Alberta Sets July 1 Deadline for 1 Million bpd Pacific Corridor Pipeline to BC Coast as Ottawa Fast-Tracks LNG Canada Phase 2
Under a new Canada-Alberta MOU, the province must submit a formal application by July 1, 2026 for a 1-million-barrel-per-day crude pipeline to the BC coast. Ottawa has simultaneously designated LNG Canada Phase 2 and Ksi Lisims LNG as National Interest projects.
The Canadian energy landscape shifted decisively on Monday as the federal government and Alberta formalized a Memorandum of Understanding that sets a hard July 1, 2026 deadline for the province to submit a formal application for a new 1-million-barrel-per-day crude oil pipeline to the British Columbia coast.
The Pacific Corridor: Canada's Answer to Hormuz
The pipeline project, now being referred to as the "Pacific Corridor," represents Canada's most ambitious energy infrastructure undertaking since the Trans Mountain Expansion. The project is being fast-tracked through the federal Major Projects Office with a mandate to establish a secure export route to Asian markets, eliminating Canada's dependence on tanker traffic through the Strait of Hormuz chokepoint.
"This is not just an infrastructure project. This is a national security imperative," stated a senior official in the federal Natural Resources department. The Hormuz crisis has exposed the fragility of global supply chains that route Middle Eastern crude through a narrow 54-kilometre waterway now effectively closed to commercial shipping.
LNG Canada Phase 2 and Ksi Lisims: National Interest Designation
In parallel, Ottawa has invoked its "National Interest" powers to accelerate approvals for two major liquefied natural gas projects on Canada's west coast. LNG Canada Phase 2, the expansion of the Shell-led facility in Kitimat, BC, and the Ksi Lisims LNG project proposed by the Nisga'a Nation and Western LNG, have both received the designation.

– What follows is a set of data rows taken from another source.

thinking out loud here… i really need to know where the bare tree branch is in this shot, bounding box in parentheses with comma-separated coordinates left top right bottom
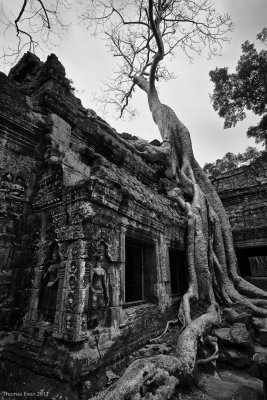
(81, 0, 233, 117)
(1, 0, 70, 65)
(1, 0, 233, 116)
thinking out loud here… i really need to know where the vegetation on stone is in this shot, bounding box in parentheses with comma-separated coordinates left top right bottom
(210, 29, 267, 148)
(0, 2, 267, 400)
(203, 147, 264, 178)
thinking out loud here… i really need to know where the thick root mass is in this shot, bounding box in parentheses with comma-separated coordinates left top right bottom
(92, 356, 179, 400)
(96, 62, 267, 398)
(94, 104, 267, 399)
(92, 307, 220, 400)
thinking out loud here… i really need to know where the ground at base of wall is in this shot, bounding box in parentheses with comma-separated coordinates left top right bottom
(0, 368, 263, 400)
(107, 325, 265, 400)
(0, 326, 265, 400)
(176, 369, 263, 400)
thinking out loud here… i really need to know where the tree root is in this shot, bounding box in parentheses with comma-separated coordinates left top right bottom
(94, 63, 267, 399)
(91, 355, 181, 400)
(150, 318, 179, 342)
(196, 351, 219, 365)
(196, 335, 219, 365)
(250, 299, 267, 307)
(234, 277, 267, 300)
(92, 306, 220, 400)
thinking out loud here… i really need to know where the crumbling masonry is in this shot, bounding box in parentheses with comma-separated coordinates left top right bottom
(0, 53, 266, 399)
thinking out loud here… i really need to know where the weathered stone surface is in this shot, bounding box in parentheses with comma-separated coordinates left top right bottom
(213, 157, 267, 281)
(0, 51, 266, 400)
(214, 327, 232, 345)
(214, 324, 252, 348)
(196, 370, 263, 400)
(230, 323, 253, 349)
(215, 323, 254, 368)
(0, 53, 188, 398)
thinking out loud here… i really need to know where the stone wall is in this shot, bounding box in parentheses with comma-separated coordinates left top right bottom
(0, 53, 187, 398)
(212, 156, 267, 284)
(1, 51, 266, 399)
(0, 68, 43, 328)
(213, 156, 267, 246)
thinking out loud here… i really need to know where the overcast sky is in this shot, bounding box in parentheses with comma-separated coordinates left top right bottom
(1, 0, 266, 166)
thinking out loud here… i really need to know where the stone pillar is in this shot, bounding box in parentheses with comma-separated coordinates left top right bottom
(109, 227, 125, 331)
(119, 226, 126, 306)
(54, 240, 88, 341)
(156, 234, 172, 312)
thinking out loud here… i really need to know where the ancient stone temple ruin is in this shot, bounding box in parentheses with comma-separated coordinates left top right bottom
(1, 52, 267, 400)
(0, 53, 188, 398)
(213, 158, 267, 291)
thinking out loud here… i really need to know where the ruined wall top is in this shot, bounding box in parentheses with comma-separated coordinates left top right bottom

The rationale is strategic. Japan and South Korea, two of the world's largest LNG importers, have been effectively cut off from their primary Middle Eastern supply sources. Canadian LNG from the Pacific coast offers a geographically secure alternative that avoids the Hormuz chokepoint entirely.
Japan alone imports approximately 70 million tonnes of LNG annually, and Korean Gas Corporation (KOGAS) has been in active negotiations with Canadian suppliers since the Hormuz closure began.
CER Projects Canadian Production to 6.7 Million bpd by 2044
The Canada Energy Regulator's latest "Energy Future 2026" report presents what it calls a "production paradox." Even as Canada pursues its Net-Zero emissions targets, crude oil production is projected to rise to 6.7 million barrels per day by 2044, up from approximately 5.3 million bpd today.
The report identifies the "diversified export base" strategy, centered on the Asian pivot, as the primary growth engine for the Canadian energy sector over the next two decades. Currently, 97% of Canadian crude exports flow south to the United States for refining. The Pacific Corridor and LNG projects aim to reduce that dependence to approximately 70% by 2035.
What It Means for Alberta's Service Sector
The announcement sent ripples through Calgary's energy service sector. CES Energy Solutions (CEU) gained 2.20% on Monday to $18.61 as investors priced in years of sustained infrastructure construction activity. Pipeline contractors, environmental consultants, and drilling companies across Western Canada are expected to benefit from what analysts are calling a "decade-long buildout cycle."
The July 1 deadline adds urgency. If Alberta fails to submit a compliant application by that date, the federal fast-track designation expires and the project reverts to standard regulatory timelines, potentially adding three to five years to the approval process.
For the 8,200-plus energy companies in Canada's oil and gas sector, the Pacific Corridor represents both an enormous opportunity and a generational test of whether the country can build major infrastructure on a timeline that matches the urgency of global energy security demands.